Te quiero más que a la salvación de mi alma

Te quiero más que a la salvación de mi alma
Catalina en Abismos de pasión de Luis Buñuel

ALCOHOL


El peligro de estar cuerda, Rosa Montero, p. 150

El alcohol es la plaga mayor de los escritores, en especial durante el siglo XX. De los nueve premios nobel de literatura norteamericanos nacidos en Estados Unidos, cinco fueron desesperados alcohólicos: Sinclair Lewis, Eugene O'Neill, William Faulkner, Ernest Hemingway y John Steinbeck.
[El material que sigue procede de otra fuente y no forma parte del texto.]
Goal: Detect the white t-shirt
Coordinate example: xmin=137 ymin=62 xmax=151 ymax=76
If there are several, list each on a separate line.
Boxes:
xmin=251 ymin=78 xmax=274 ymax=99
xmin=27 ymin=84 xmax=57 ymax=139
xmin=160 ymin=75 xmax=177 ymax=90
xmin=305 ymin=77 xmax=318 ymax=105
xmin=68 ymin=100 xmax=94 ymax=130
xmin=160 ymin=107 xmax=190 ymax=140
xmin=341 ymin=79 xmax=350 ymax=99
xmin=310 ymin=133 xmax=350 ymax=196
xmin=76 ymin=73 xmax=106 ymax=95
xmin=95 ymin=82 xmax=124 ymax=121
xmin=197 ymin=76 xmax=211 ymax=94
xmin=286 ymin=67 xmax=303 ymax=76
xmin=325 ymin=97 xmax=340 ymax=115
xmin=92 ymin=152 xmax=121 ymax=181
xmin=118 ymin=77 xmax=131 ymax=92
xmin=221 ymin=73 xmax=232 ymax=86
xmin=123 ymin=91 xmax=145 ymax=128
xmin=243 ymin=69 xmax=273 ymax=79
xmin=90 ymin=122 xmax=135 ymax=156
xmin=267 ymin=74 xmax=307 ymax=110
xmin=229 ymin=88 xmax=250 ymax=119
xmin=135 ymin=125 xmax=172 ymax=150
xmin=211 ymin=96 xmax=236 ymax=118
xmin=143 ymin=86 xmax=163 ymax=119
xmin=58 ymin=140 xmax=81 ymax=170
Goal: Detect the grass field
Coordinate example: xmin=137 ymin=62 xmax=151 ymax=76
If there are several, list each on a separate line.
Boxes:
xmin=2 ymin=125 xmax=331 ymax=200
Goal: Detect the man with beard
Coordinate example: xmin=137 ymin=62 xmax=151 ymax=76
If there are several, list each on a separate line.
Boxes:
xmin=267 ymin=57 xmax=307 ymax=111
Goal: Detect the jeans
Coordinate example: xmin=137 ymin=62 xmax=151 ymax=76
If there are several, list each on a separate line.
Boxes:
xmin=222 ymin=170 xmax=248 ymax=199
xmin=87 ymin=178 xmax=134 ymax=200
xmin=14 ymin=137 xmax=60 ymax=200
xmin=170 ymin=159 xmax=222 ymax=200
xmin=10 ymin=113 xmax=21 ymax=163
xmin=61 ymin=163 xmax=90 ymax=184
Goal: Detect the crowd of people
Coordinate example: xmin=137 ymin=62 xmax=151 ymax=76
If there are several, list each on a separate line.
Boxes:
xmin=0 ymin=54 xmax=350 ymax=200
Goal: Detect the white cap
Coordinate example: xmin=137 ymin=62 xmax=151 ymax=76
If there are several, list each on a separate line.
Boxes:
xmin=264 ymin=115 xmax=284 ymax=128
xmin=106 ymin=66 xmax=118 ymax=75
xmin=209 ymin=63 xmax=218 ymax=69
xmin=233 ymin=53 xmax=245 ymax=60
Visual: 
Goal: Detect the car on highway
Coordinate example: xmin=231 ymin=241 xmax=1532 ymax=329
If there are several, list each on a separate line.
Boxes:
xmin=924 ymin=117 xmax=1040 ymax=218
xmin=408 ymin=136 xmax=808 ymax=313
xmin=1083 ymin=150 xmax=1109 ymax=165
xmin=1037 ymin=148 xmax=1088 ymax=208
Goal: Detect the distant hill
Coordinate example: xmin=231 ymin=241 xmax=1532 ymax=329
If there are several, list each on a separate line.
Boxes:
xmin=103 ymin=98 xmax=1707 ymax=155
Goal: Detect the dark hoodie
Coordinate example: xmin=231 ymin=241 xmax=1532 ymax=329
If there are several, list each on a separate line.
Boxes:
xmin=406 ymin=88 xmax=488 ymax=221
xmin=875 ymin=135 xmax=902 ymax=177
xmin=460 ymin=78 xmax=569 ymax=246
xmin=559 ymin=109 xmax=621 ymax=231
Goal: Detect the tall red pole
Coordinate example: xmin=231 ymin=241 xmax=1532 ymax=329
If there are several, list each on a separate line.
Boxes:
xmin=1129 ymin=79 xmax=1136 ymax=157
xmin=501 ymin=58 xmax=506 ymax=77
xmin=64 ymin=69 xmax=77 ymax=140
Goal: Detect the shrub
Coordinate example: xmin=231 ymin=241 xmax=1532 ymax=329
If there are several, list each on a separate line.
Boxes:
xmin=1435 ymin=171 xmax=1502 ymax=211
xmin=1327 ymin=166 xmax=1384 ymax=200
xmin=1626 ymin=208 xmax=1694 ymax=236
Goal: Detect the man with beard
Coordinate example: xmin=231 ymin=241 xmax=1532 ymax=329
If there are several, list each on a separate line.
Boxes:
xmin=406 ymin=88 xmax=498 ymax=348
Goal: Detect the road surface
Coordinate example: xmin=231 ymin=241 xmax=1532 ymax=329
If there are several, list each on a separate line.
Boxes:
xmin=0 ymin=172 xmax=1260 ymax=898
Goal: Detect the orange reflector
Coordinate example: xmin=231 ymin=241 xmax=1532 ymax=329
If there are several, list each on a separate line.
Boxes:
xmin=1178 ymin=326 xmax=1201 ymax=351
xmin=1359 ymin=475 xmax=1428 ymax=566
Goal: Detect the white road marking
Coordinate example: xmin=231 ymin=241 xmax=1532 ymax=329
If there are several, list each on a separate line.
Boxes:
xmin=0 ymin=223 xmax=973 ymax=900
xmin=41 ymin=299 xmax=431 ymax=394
A los que hay que añadir decenas de autores más, entre ellos Jack London, Dashiell Hammett, Dorothy Parker, Djuna Barnes, Tennessee Williams, Carson McCullers, John Cheever, Raymond Carver, Robert Lowell, Edgar Allan Poe, Charles Bukowski, Jack Kerouac, Patricia Highsmith, Stephen King, Malcolm Lowry ... Los estadounidenses se han dado una maña increíble para matarse a tragos, pero no son los únicos, desde luego; ahí están también Dylan Thomas, Jean Rhys, Marguerite Duras, Oscar Wilde, Ian Fleming, Françoise Sagan ... Y no estamos hablando de tomarse algún día unas copas de más, sino de verdaderas hecatombes personales, delirium tremens, destrucciones masivas de la vida. El noruego Knut Hamsun, que ganó el Nobel en 1920, acudió a la ceremonia de entrega tan atrozmente bebido que golpeó con los nudillos el corsé de la autora sueca Selma Lagerli: if (también premio nobel) y, tras soltar un eructo, gritó: «¡Lo sabía, sabía que sonaba igual que una campana!». El maravilloso poeta británico Dylan Thomas, que murió con treinta y nueve años a causa de la bebida, le dijo a su mujer muy cerca del final: «Me he tomado dieciocho güisquis seguidos. Creo que es un buen récord». A los treinta y siete años, Faulkner desayunaba dos aspirinas y medio vaso de ginebra para detener el temblor de manos y poder ducharse y afeitarse. Cogía borracheras que le duraban una semana, a lo largo de las cuales vagaba desnudo por los pasillos de los hoteles o desaparecía. En una de esas ausencias alcohólicas se desmayó en calzoncillos sobre una tubería de agua caliente y se quedó ahí hasta que el conserje derribó la puerta. Para entonces tenía en la espalda una quemadura de tercer grado.